Rule No. 2: Thicken your skin.
Let's say you decide to pursue something where you see opportunity and all anyone else sees is problems. Get ready to be ridiculed.
Some of your closest advisors, friends and even family may think they're doing you a favor by saying things like:
"It'll never work."
"You're kidding, right?"
"Don't you know it's been tried before?"
"What makes you think you can pull it off? Do you think you're so much smarter than everyone else?"
Oh, it gets better. If your venture doesn't work, you’ll hear "I told you so, but you wouldn't listen!"
If your plan does in fact work, don't expect to gloat: Your former detractors will merely say: "He got lucky."
In my 40 years of running businesses, I've found that the greatest comfort is often found in the middle of a vast herd of sheep, all moving in the same direction. They can all console themselves that their judgment was no worse than everyone else's. However, the greatest opportunities and profits are found on paths least traveled--or where there was no path at all before you came along. Are you in business for comfort or for profit?
Rule No. 3: Sometimes it feels wrong because it is wrong.
I just finished saying the most profitable course of action may be uncomfortable and lonely. Make sure you don't justify a purely emotional decision by thinking: "It feels wrong, so I must be on the right track."
You can get too comfortable with being a contrarian. I built a company that was so utterly different from the rest of the collection industry that it was tempting for me always to be different, just for the sake of making another splash. Instead, I retained some industry-standard structures like accounting, and innovated only when truly necessary.
Bottom line: Follow that unpopular path only for the right reason.
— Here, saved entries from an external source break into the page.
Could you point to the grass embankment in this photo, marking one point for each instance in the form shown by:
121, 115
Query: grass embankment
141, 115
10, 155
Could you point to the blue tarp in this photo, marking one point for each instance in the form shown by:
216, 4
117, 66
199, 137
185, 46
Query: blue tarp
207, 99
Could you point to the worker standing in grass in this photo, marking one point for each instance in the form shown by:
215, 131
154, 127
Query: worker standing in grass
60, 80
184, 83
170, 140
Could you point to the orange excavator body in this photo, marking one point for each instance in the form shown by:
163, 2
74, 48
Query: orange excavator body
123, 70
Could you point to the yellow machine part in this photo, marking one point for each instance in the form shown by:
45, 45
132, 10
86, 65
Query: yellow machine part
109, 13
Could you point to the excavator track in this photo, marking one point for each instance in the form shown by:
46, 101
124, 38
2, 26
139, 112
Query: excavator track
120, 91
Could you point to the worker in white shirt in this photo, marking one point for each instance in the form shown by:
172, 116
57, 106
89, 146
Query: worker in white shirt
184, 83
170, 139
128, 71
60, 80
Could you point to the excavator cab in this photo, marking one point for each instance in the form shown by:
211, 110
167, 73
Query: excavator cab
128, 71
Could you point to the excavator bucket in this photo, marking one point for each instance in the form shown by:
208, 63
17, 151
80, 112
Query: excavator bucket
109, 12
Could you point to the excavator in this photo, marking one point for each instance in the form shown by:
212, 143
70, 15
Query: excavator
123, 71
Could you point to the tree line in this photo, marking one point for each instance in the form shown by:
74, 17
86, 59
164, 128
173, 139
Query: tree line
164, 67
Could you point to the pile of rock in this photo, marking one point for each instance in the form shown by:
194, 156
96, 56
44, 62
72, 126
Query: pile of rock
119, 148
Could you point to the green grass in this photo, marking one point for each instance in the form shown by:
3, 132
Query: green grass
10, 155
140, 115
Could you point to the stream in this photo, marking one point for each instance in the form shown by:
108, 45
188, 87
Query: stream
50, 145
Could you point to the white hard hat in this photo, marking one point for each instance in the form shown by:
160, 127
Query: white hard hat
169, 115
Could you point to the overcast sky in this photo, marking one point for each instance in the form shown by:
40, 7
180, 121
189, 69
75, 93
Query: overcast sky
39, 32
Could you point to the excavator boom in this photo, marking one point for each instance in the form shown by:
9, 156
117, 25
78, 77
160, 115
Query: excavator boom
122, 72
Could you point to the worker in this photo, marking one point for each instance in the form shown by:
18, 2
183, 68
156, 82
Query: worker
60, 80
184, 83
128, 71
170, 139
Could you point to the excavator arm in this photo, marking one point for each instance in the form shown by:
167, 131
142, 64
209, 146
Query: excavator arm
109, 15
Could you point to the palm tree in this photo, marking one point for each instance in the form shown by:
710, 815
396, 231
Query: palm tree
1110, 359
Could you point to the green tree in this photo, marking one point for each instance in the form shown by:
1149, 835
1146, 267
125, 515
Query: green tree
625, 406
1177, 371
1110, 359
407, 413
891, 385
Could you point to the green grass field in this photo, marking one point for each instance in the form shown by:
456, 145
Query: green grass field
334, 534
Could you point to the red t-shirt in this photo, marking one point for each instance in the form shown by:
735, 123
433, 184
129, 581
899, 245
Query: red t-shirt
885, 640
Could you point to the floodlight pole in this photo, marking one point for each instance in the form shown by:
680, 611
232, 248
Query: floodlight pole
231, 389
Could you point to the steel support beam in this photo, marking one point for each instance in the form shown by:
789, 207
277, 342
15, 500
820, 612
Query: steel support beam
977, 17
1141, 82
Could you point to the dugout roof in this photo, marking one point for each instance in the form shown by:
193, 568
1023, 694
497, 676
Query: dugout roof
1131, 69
Rule No. 4: Trust your brain, not your gut.
When I bought my Gulfstream IV jet with $30 million in cash, I made sure it came with a pilot who was "instrument rated." That meant he could fly in almost any weather.
He had developed two skills: First, he knew his instruments cold. Second, he was trained to follow those instruments even when his gut feeling was deadly wrong about which way he should steer the plane.
You must become instrument-rated in your own business.
Make no mistake, I trust my gut all the time for certain business decisions like which of two candidates to hire or how far to push a negotiation.
But I had bigger decisions like how much to bid on billion-dollar loan portfolios. In those situations, I was so familiar with bid prices that my numbers told me when the market was “bidding crazy” for loans. I knew the facts and economics cold, so I had no problem letting someone else outbid me.
Take the time to build a great instrument panel you can trust. On the really big course changes, study those instruments and trust them. They’ll protect you and allow you to fly above your hand-wringing competitors.
Bill Bartmann is the foremost expert on helping entrepreneurs profit from buying bad loans and a leading authority on entrepreneurship in America. His book Bailout Riches recently became #1 on Amazon's Best Seller List. Bill offers free educational materials for entrepreneurs at www.bailoutrichesnow.com and can be reached via email at askbill@billbartmann.com.
My thoughts
I agree that when it's decision making time, you need to use your brains, to see the pros and cons, to bank on your head knowledge. But logic is not everything. Most of the time, decision making will impact people and this means thinking is not enough. I think it's good to start with the brain and then cap off your decision making steps with "feelings". Is this good for the majority? Am I hurting anyone? If so, is this fair. I believe God gave us all senses so we can make use of them. In decision making, it pays to use all faculties.